Scalia blasted what he termed the overreach by the agency in requiring a facility to get a permit solely because of greenhouse-gas emissions, which he said would expand the program to include many smaller facilities that lawmakers did not intend to include in the lengthy, expensive process.
That approach “would bring about an enormous and transformative expansion in EPA’s regulatory authority without clear congressional authorization,” Scalia wrote.
That language will give rhetorical ammunition, though not a controlling legal precedent, to groups that may challenge the administration’s power plant plan, said Roger Martella, a Washington lawyer who represented the American Chemistry Council in the high court case.
The permitting requirements are part of the EPA’s Prevention of Significant Deterioration program under the Clean Air Act. Under that program, facilities must install the best available technology to control emissions from new or modified major sources of air pollution. That permitting process can take a year or more.
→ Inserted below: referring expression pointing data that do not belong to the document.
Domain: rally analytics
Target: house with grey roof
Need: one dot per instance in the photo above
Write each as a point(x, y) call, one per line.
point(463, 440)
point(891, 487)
The industries primarily affected by the requirements are power plants, chemical facilities, oil and gas projects and cement plants, according to the EPA. Companies that have applied for permits include Calpine Corp., ExxonMobil Corp. and Occidental Petroleum Corp. Since 2011, 172 greenhouse-gas permits have been issued, according to the EPA.
The heart of the decision focused on requirements in the Clean Air Act that facilities get a review if they emit any air pollutant at 100 tons or 250 tons, depending on the type of source. While that is a large amount for traditional pollutants such as mercury or sulfur dioxide, it could cover many thousands more facilities if carbon dioxide emissions were counted at that level.
“Like EPA, we think it beyond reasonable debate that requiring permits for sources based solely on their emission of greenhouse gases at the 100- and 250-tons-per-year levels set forth in the statute would be ‘incompatible’ with ‘the substance of Congress’s regulatory scheme,’” Scalia wrote in the majority opinion.
Before today’s decision, the EPA had instituted a provision to “tailor” the applicability of the permits to larger facilities as a way to get around the tonnage requirement. EPA said it would eventually move to apply the rules to polluters of all levels, but that approach was tossed by the court today.